Lipids: The desired level of total cholesterol is below 200 mg/dL, above all for people with cardiovascular disease or other risk factors. For lipid control, a balanced diet is recommended, with at least 5 daily servings of fruit and vegetables; along with whole grains; non-fat or low-fat dairy products, fish, legumes, poultry and lean red meat.
Alcohol: If you drink, limit alcohol consumption to less than 2 drinks a day if you're a man and less than 1 drink if you're a woman.
Physical activity: At least 30 minutes of daily moderate physical activity (walking, bicycling, stairclimbing, etc) is recommended, on most or preferably all days of the week.
Overweight and obesity: In addition to total weight and body mass index (BMI= weight / height², we should also be aware of waist circumference. In men, waist circumference should be less than 102 cm (below 92 cm is ideal) and in women, less than 88 cm (below 80 cm is ideal). The desired BMI is less than 24.9; 25 to 29.9 is considered overweight and more than 30 is considered obese. Weight-loss programs should be based on a reduction of calorie intake and increased physical activity.

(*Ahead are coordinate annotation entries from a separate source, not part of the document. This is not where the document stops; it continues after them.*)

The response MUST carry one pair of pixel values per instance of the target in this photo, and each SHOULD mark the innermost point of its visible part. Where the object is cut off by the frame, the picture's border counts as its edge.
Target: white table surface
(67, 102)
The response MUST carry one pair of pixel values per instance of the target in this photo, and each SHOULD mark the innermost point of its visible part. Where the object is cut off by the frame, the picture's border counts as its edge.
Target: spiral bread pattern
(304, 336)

Diabetes: Fasting blood glucose should be below 110 mg/dL, and ideally, lower than 100 mg/dL. A reading above 126 mg/dL on two occasions is considered diabetes. The first option for normalizing blood glucose is to maintain a healthy diet and get regular physical activity. If your doctor recommends pharmaceutical treatment, this should always be accompanied by intensive treatment of any other risk factors.
Medication use for prevention: Very often, to treat risk factors like high blood pressure, high cholesterol, diabetes, etc., your doctor Hill recommend a medication along with changes in lifestyle. There are also effective medications to help smokers quit.

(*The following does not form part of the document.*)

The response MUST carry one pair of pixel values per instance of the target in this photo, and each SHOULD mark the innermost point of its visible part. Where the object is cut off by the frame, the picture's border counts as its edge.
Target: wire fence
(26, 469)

Aspirin: Aspirin (acetylsalicylic acid), taken in low daily doses (between 75 and 160 mg) by people with two or more risk factors or who have experienced a cardiovascular event, helps reduce risk. If there are no contraindications, the InterAmerican Heart Foundation recommends daily use of aspirin for patients with myocardial infarction (heart attack), unstable angina, ischemic stroke or transient ischemic attack (tIA).
For people who have not had these cardiovascular problems, this decision should be made with the advice of a doctor.
Aspirin in low doses for heart disease prevention in women should be considered in some circumstances. It is recommended for women with high cardiovascular risk (with two or more risk factors, especially those older than age 65. It is not recommended for young, premenopausal women with low cardiovascular risk. In intermediate-risk women, the recommendation can vary based on other conditions; it is best to consult a doctor.
The InterAmerican Heart Foundation has a guide for aspirin use in Latin America, which recommends caution in regions with endemic infectious diseases such as Dengue fever.
Baaed on Framingham Study data, a point system was created for the evaluation of an individual's % cardiovascular risk, or in other words, the probability of having a cardiac event or stroke in the next 10 years. Add up the points in the table below to evaluate your risk.
Example: A 47-year-old man with cholesterol of 210 mg/dL, smoker, with HDL-C (good cholesterol) of 45 mg/dL and treated systolic blood pressure of 130mm Hg, has a score of 3 for age, 5 for cholesterol, 5 for smoking, 1 for HDL-C, and 2 for blood pressure: The total is 16 points, which indicates a 25% probability of a cardiac event or stroke in the next 10 years.